Peu à peu, je m’aperçus que Marie se montrait beaucoup plus froide. Il y avait, dans ses moindres paroles, une sorte de déférence agressive, comme si elle s’était subitement rendu compte que je sortais d’un milieu jugé très supérieur au sien. Je sentais qu’elle était fâchée. Je ne m’étonnais pas que l’affection de Marie fût passée : tout passe. Je voyais seulement qu’elle était triste ; j’avais la naïveté de ne pas deviner pourquoi. Je croyais impossible qu’elle soupçonnât certain côté de mon existence ; je ne me rendais pas compte qu’elle s’en fût peut-être moins scandalisée que moi-même. Enfin, d’autres circonstances survinrent ; je dus me loger dans une maison plus pauvre, ma chambre étant devenue trop coûteuse pour moi. Je ne revis jamais Marie. Comme il est difficile, quelques précautions qu’on prenne, de ne pas faire souffrir...

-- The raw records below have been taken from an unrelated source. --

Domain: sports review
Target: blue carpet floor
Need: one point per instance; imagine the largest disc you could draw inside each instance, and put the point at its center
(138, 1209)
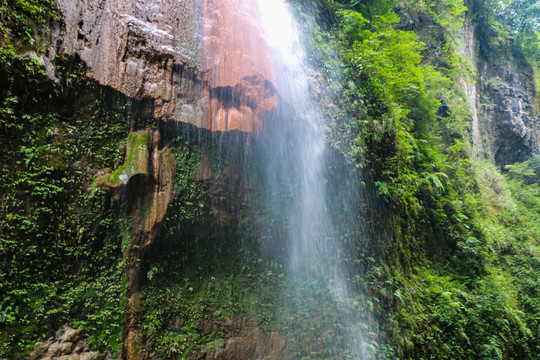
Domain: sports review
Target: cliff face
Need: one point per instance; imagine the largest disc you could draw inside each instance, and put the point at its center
(203, 63)
(505, 126)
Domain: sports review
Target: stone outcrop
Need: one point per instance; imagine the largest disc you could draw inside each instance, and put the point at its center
(505, 125)
(144, 49)
(244, 340)
(147, 177)
(203, 62)
(238, 71)
(67, 344)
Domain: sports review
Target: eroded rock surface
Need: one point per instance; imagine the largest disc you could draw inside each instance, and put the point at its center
(244, 340)
(237, 65)
(504, 106)
(67, 344)
(142, 48)
(147, 177)
(203, 62)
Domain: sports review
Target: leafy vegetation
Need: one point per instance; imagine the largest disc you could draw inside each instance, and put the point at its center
(457, 278)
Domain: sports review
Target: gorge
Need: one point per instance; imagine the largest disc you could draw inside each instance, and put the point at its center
(256, 179)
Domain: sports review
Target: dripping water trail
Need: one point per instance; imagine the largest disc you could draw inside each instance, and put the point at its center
(300, 188)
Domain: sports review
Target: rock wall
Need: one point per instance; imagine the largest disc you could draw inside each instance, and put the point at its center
(505, 124)
(203, 62)
(67, 344)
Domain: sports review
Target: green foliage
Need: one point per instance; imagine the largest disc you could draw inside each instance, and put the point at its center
(59, 242)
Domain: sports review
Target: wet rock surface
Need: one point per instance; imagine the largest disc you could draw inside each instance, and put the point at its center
(244, 340)
(202, 62)
(504, 107)
(67, 344)
(512, 120)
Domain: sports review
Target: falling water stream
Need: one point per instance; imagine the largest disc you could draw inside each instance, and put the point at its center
(297, 161)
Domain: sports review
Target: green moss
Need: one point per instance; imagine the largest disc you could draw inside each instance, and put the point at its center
(136, 160)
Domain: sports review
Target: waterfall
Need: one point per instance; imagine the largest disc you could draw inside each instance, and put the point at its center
(297, 160)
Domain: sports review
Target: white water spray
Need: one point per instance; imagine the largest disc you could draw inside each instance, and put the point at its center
(298, 158)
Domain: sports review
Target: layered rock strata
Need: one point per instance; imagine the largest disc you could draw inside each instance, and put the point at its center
(147, 177)
(203, 62)
(67, 344)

Je continuais à lutter. Si la vertu consiste en une série d’efforts, je fus irréprochable. J’appris le danger des renoncements trop rapides ; je cessai de croire que la perfection se trouve de l’autre côté d’un serment. La sagesse, comme la vie, me parut faite de progrès continus, de recommencements, de patience. Une guérison plus lente me sembla moins précaire : je me contentai, à la façon des pauvres, de petits gains misérables. J’essayai d’espacer les crises ; j’en vins à un calcul maniaque des mois, des semaines, des jours. Sans l’avouer, pendant ces périodes d’excessive discipline, je vivais soutenu par l’attente du moment où je me permettrais de faillir. Je finissais par céder à la première tentation venue, uniquement parce que, depuis trop longtemps, je m’interdisais de le faire. Je me fixais à peu près, d’avance, l’époque de ma prochaine faiblesse ; je m’abandonnais, toujours un peu trop vite, moins par impatience de ce bonheur pitoyable que pour m’éviter l’horreur d’attendre l’accès, et de le supporter. Je vous épargne le récit des précautions que je pris contre moi-même ; elles me semblent maintenant plus avilissantes que des fautes. Je crus d’abord qu’il s’agissait d’éviter les occasions du péché ; je m’aperçus bientôt que nos actions n’ont qu’une valeur de symptômes c’est notre nature qu’il nous faudrait changer. J’avais eu peur des événements ; j’eus peur de mon corps ; je finis par reconnaître que nos instincts se communiquent à notre âme, et nous pénètrent tout entiers. Alors, je n’eus plus d’asile. Je trouvais, dans les pensées les plus innocentes, le point de départ d’une tentation ; je n’en découvrais pas une seule qui demeurât longtemps saine ; elles semblaient se gâter en moi et mon âme, quand je la connus mieux, me dégoûta comme mon corps.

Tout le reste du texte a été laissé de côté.